Curtido is my favorite pickle of the moment. It is called the Salvadoran version of sauerkraut but the flavor profile is so different that calling it “sauerkraut” does not do it justice. Curtido is a lightly fermented cabbage and flavored with onion and oregano. It is the traditional Salvadoran accompaniment to pupusas, which are cheese- or meat-stuffed pancakes made from masa harina (the same dough from which torillas and tamales are made). Not surprisingly, curtido makes a great topping for fish tacos – it also makes a wonderful salad.
Makes 1 1/2 to 2 quarts
2 pounds green cabbage (1 small to medium head), cored and grated or thinly sliced
2 carrots, grated
1 onion, thinly sliced
2 fresh red or green jalapeños, seeded and finely chopped
2 teaspoons pickling or fine salt
2 teaspoons dried oregano (preferably Mexican)
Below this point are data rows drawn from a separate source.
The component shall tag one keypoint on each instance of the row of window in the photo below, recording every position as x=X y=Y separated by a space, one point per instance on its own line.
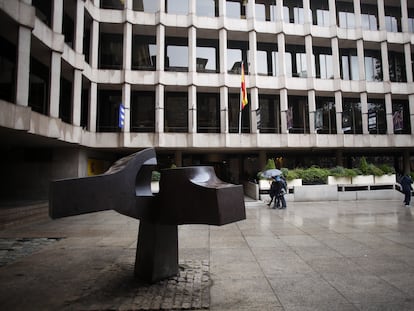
x=144 y=54
x=293 y=11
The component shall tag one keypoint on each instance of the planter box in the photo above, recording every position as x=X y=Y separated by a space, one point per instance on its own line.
x=363 y=180
x=294 y=182
x=385 y=179
x=333 y=180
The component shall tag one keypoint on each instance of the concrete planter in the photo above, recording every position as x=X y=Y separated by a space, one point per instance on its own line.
x=363 y=180
x=294 y=182
x=385 y=179
x=334 y=180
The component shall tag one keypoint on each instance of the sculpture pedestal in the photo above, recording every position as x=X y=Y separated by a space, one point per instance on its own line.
x=157 y=252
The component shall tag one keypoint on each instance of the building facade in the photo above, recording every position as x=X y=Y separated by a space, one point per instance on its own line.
x=327 y=81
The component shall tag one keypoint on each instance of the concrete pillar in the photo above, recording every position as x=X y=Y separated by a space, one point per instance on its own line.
x=224 y=110
x=79 y=20
x=159 y=108
x=93 y=108
x=77 y=96
x=55 y=69
x=252 y=57
x=160 y=47
x=312 y=110
x=384 y=61
x=192 y=49
x=23 y=66
x=126 y=101
x=283 y=110
x=223 y=50
x=338 y=109
x=388 y=114
x=364 y=112
x=192 y=109
x=127 y=47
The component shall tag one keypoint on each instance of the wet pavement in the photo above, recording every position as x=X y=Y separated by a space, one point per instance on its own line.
x=353 y=255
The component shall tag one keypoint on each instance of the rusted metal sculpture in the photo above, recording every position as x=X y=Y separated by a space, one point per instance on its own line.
x=188 y=195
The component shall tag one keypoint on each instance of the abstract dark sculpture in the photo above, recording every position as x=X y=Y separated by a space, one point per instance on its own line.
x=188 y=195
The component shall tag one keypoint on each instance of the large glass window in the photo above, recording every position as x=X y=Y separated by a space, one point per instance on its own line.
x=148 y=6
x=207 y=8
x=401 y=116
x=325 y=115
x=142 y=111
x=110 y=51
x=393 y=19
x=396 y=62
x=7 y=70
x=297 y=116
x=269 y=106
x=267 y=59
x=349 y=64
x=369 y=17
x=345 y=14
x=207 y=55
x=176 y=7
x=265 y=10
x=351 y=116
x=176 y=56
x=208 y=113
x=323 y=59
x=236 y=53
x=320 y=13
x=234 y=112
x=176 y=112
x=377 y=121
x=295 y=59
x=109 y=102
x=236 y=9
x=373 y=65
x=144 y=51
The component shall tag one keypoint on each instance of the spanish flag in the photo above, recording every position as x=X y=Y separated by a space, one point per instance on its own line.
x=243 y=91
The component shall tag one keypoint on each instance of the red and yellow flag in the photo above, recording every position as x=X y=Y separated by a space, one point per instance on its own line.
x=243 y=91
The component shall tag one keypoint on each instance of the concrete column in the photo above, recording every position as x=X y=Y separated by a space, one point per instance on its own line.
x=192 y=109
x=281 y=68
x=224 y=110
x=223 y=50
x=310 y=64
x=404 y=15
x=160 y=47
x=127 y=46
x=55 y=70
x=338 y=109
x=159 y=108
x=252 y=57
x=93 y=108
x=361 y=62
x=192 y=49
x=411 y=103
x=94 y=44
x=77 y=95
x=381 y=15
x=388 y=113
x=23 y=66
x=336 y=58
x=254 y=105
x=126 y=101
x=364 y=112
x=384 y=61
x=79 y=20
x=408 y=60
x=312 y=110
x=283 y=110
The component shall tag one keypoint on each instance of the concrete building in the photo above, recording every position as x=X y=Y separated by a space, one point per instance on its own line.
x=328 y=81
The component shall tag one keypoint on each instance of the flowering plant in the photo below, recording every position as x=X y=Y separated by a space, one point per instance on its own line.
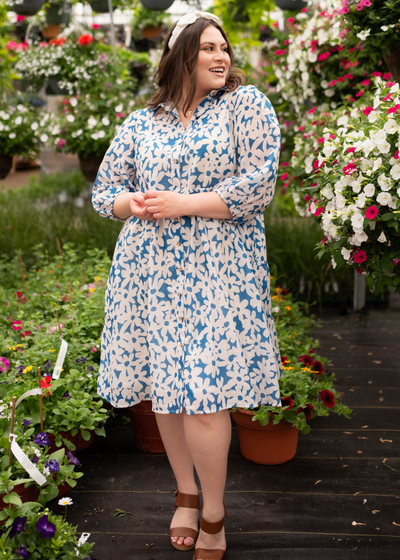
x=88 y=123
x=356 y=187
x=31 y=532
x=374 y=24
x=18 y=122
x=306 y=386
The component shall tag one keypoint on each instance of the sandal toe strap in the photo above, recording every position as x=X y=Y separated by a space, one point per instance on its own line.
x=183 y=531
x=207 y=554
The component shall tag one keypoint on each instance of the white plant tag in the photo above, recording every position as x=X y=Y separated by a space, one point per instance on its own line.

1 teaspoon pickling or fine sea salt
1 cup water
1. Combine the cabbage, carrots, onion, and jalapeños in a large bowl. Add the salt and mix well. Let stand for 30 minutes.
2. Using a potato masher or your fists, pound and press the vegetables until they release their liquid and are quite wet. Add the oregano and toss to distribute. Pack the mixture tightly into one or two clean quart canning jars or crocks, tamping down on the vegetables with a wooden dowel or your fingertips with as much force as you can until the level of liquid rises above the vegetables.
3. If the vegetables do not make enough liquid to cover the vegetables, add the optional brine. To make the brine, combine the salt and water. Heat until the salt dissolves. Let cool to room temperature before adding to the jar; you should not need more than a couple of tablespoons, but it depends on the surface area of your container.
4. Weight the vegetables to keep them submerged. Cover the jar to exclude air. Set the jar where the temperature remains constant; 65° to 75°F is ideal. Let ferment for 2 to 3 days. Taste; when pleasingly sour, refrigerate.